Phospho stop cocktail

BAT, iWAT, and gWAT depots were homogenized with 300–500 ul of RIPA buffer (50 mM Tris–HCl, pH 7.4, 150 mM NaCl, 1 mM EDTA, 1% Triton X-100, 0.25% deoxycholate) containing protease inhibitor cocktail (Roche) and phospho-STOP cocktail (Roche), followed by pelleting of the insoluble debris at 13,000×g for 15 min at 4 °C. The protein concentrations of lysates were determined by BCA assay (Thermo Scientific), and 30 μg of lysate was separated by Tris-glycine SDS-PAGE (10% polyacrylamide).
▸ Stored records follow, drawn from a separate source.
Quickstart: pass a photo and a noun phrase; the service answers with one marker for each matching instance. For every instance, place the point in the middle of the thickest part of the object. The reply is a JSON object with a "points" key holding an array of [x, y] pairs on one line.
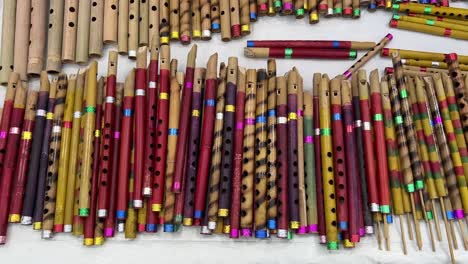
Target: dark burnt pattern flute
{"points": [[282, 155], [107, 137], [236, 181], [14, 135], [23, 158], [194, 138], [228, 139], [161, 130]]}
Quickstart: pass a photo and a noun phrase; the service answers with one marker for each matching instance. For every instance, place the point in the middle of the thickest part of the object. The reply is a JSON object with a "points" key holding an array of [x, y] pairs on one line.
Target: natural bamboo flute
{"points": [[37, 37]]}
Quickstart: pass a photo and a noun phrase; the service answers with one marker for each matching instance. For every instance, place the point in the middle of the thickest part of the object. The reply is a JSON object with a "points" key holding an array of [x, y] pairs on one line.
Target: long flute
{"points": [[22, 26], [109, 224], [72, 162], [106, 165], [90, 220], [151, 113], [194, 138], [38, 135], [248, 167], [126, 144], [282, 155], [23, 158], [38, 201], [215, 168], [238, 151], [181, 151], [38, 37], [207, 137], [54, 158], [8, 40], [88, 135], [9, 164], [161, 130]]}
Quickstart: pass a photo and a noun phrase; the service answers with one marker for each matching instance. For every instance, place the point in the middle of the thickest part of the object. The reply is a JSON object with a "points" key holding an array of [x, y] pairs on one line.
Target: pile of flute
{"points": [[235, 151], [443, 21]]}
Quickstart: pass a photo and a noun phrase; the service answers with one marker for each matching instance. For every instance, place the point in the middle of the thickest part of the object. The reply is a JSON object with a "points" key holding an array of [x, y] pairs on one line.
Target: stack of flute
{"points": [[242, 152], [443, 21]]}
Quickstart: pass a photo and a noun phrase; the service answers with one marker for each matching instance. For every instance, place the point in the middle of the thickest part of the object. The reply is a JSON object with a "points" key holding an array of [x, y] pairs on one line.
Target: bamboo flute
{"points": [[181, 149], [9, 165], [90, 222], [106, 165], [271, 195], [8, 40], [318, 159], [72, 165], [110, 26], [54, 159], [122, 26], [153, 22], [228, 139], [282, 155], [96, 28], [206, 137], [248, 167], [82, 33], [161, 130], [22, 25], [126, 147], [64, 158], [88, 138], [70, 20], [169, 196], [143, 26], [37, 36], [236, 192], [23, 158], [260, 207], [192, 148], [38, 135], [38, 199], [216, 151], [133, 17]]}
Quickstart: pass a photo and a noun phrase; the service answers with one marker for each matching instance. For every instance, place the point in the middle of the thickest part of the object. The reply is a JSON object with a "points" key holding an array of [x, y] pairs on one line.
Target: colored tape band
{"points": [[325, 131], [90, 109], [261, 119], [210, 102], [172, 131], [26, 135], [127, 112], [378, 117], [288, 53], [292, 116]]}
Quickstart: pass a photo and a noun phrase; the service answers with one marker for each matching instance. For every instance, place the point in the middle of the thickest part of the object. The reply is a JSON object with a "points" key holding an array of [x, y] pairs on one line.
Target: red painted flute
{"points": [[282, 155], [125, 146], [238, 151], [8, 168], [339, 159], [318, 159], [207, 136], [311, 44], [23, 158], [161, 130], [140, 126], [181, 149], [107, 137], [109, 224], [151, 111], [90, 220]]}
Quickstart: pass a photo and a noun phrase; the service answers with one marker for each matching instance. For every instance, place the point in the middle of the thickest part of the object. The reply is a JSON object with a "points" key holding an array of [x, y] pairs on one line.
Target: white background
{"points": [[26, 246]]}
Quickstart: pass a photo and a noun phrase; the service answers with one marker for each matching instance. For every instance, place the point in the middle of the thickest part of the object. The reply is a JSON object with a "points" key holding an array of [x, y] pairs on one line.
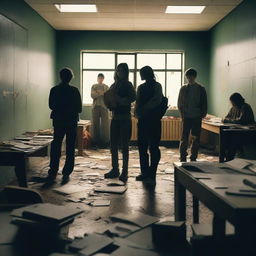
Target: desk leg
{"points": [[80, 143], [195, 210], [20, 171], [222, 146], [218, 227], [179, 200]]}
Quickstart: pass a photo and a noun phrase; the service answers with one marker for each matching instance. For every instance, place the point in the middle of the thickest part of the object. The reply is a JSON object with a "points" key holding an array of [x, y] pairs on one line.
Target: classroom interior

Proteins were transferred to nitrocellulose membranes (Protran BA 83, Whatman), blocked in 3% BSA in 1X TBST (Tris-buffered saline with Tween 20), and incubated with primary antibodies overnight. The blots were probed with the following antibodies: Ucp1 (Sigma; U6382), Ndufb8, Sdhb, Uqcrc2, Atp5a (MitoProfile total OXPHOS, Abcam; ab110413), Aco2 (Cell Signaling; 6922), Mcad (GeneTex; GTX32421), Pcx (Abcam; ab128952), Vdac (Calbiochem; PC548), Pdh E2/E3bp (Abcam; ab110333), Acot2 (Sigma; SAB2100030), beta-Actin (Sigma; A2228), and Hsc-70 (Santa Cruz; sc-7298). Cy3-conjugated anti-mouse (Invitrogen), or HRP-conjugated anti-mouse (GE Healthcare) or anti-rabbit (GE Healthcare) secondary antibodies were used appropriately. Images were collected and analyzed using an Alpha Innotech FluorChemQ.